Neben den legendären “Biturbo” fertigen Gemperlein und sein Team in Veitshöchheim nahe Würzburg heute weitere Laufradsätze, Sättel, Sattelstützen und Cockpits. Alle Teile zeichnen sich durch minimalistische Gewichte aus und entstehen mit einem großen Anteil an Handarbeit in Kleinserie im eigenen Land. Dieses Know-How nutzen längst auch andere Hersteller, wie Last Bikes oder Stoll, und lassen ihre Rahmen bei Bike Ahead fertigen. Nun also wagen sich die Bayern zum ersten Mal mit einem ganz eigenen Rahmen auf dem Markt. Wir hatten die Chance das persönliche Bike von Christian Gemperlein zu testen.
Christian Gemperlein ist von den qualitativen und nachhaltigen Vorteilen der Produktion in Europa überzeugt. Anders, als die übrigen Teile aus dem Portfolio von Bike Ahead entsteht The Frame allerdings nicht in Deutschland, sondern in den Hallen von Carbon Team in Portugal. Gemperlein steht dem Unternehmen als Technologiepartner mit allerlei Wissen rund um den Werkstoff Carbon bei. So wird der The Frame Rahmen dort nach den Vorgaben Bike Aheads als einteiliger Monocoque produziert und geht dann nach Deutschland.
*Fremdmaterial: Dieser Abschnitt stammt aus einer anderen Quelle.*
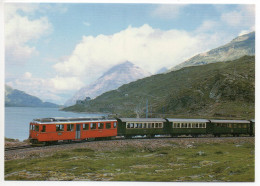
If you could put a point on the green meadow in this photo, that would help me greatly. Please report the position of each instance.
(196, 162)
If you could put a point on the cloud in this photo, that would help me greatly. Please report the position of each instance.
(19, 30)
(207, 25)
(243, 16)
(149, 48)
(46, 89)
(168, 11)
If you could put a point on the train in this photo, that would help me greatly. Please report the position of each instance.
(56, 129)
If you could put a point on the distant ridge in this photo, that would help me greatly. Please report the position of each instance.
(238, 47)
(17, 98)
(217, 90)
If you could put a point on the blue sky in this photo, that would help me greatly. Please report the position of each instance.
(52, 50)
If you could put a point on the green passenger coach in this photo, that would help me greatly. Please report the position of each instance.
(193, 127)
(233, 127)
(148, 127)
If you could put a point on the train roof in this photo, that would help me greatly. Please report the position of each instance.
(70, 120)
(142, 119)
(187, 120)
(229, 121)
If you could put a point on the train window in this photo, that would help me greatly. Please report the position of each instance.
(100, 125)
(37, 128)
(43, 128)
(93, 126)
(108, 125)
(70, 127)
(59, 127)
(85, 126)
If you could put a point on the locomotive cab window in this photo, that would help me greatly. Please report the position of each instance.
(70, 127)
(37, 128)
(93, 126)
(59, 127)
(100, 125)
(85, 126)
(108, 125)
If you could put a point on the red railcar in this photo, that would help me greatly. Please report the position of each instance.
(50, 130)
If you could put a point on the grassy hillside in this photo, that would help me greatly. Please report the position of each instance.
(224, 89)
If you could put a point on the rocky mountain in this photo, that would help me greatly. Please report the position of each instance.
(17, 98)
(110, 80)
(217, 90)
(238, 47)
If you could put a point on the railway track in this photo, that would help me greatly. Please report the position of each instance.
(74, 142)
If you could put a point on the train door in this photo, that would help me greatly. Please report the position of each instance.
(78, 131)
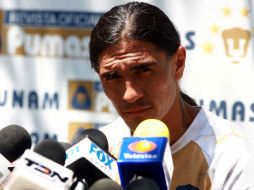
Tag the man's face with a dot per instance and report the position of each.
(139, 79)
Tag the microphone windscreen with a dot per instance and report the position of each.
(14, 140)
(52, 150)
(142, 184)
(65, 145)
(152, 128)
(105, 184)
(95, 135)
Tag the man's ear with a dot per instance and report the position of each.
(180, 62)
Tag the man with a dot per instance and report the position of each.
(137, 53)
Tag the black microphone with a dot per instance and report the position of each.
(65, 145)
(142, 184)
(88, 157)
(14, 140)
(52, 150)
(105, 184)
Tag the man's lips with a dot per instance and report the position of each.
(137, 110)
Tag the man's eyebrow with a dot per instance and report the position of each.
(108, 73)
(143, 65)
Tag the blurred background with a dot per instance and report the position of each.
(48, 86)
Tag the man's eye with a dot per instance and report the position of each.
(143, 69)
(111, 76)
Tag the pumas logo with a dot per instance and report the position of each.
(88, 96)
(143, 146)
(236, 41)
(230, 35)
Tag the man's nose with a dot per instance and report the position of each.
(132, 92)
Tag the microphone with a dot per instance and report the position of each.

Veredelung und Fertigstellung übernimmt man bei Bike Ahead in Veitshöchheim wieder selbst, denn The Frame soll sich genauso hochwertig anfühlen und aussehen, wie die anderen Teile der Marke. Das Carbon wird nicht lackiert. So wird die Faseroptik in den Vordergrund gestellt und der Rahmen bleibt schön leicht. Schon bei 911,7 Gramm bleibt unsere ultragenaue Laborwaage stehen. Damit wiegt das Chassis des The Frame nur wenig mehr als ein mittelgroßer Blumenkohl. Mit 1978,99 Euro bleibt der Preis fürs Rahmenset bei Bike Ahead noch auf dem Boden - jedenfalls, wenn man ihn mit anderen High-End-Race-Rahmen vergleicht, für die teilweise bis zu 4000 Euro fällig werden.
Gemperlein wäre kein Diplom-Ingenieur, wenn der erste eigene Rahmen unter seinem Label nicht auch zahlreiche Prüf-Normen erfüllen würde. So ist The Frame nach dem TRI-Test des EFBE-Instituts für die Kategorie Drei (XC MTB) zertifiziert. Für den BIKE-Test stellte der Chef persönlich sein privates Hardtail zur Verfügung. Selbstverständlich hängen am The Frame allerlei Edelteile von Bike Ahead, bei denen Weight-Weenies und Zahlen-Nerds vor Neid erblassen. Die asymmetrischen Three Zero XC Carbonfelgen sollen aufgespeicht auf DT Swiss 240S Naben nur 1380 Gramm Laufradgewicht auf die Waage bringen - bei 30 Millimetern Innenweite wohlgemerkt.
Mit lediglich 205 Gramm belastet die Bike Ahead Cockpit-Einheit The Unit ICR die Waage. Optional lässt sich ein GPS-Halter mit minimalistischen neun Gramm ergänzen. Trotz Leichtbau-Ansatz muss das Hardtail nicht auf eine Variostütze verzichten. Lediglich 60 Millimeter Hub bietet die DT Swiss D 232 One, fügt sich aber nahtlos ins Konzept ein. Auf der Dropper-Post sitzt eine weitere Bike Ahead-Neuheit: The Hypersaddle, welcher in der breiten Ausführung nur 76 Gramm wiegt. Die Leichtbau-Perfektion geht bis ins kleinste Detail: The Frame wird mit hohlen Flaschenhalterschrauben aus Titan ausgeliefert. Jede einzelne trägt das Bike Ahead-Logo und wiegt homöopathische 1,06 Gramm.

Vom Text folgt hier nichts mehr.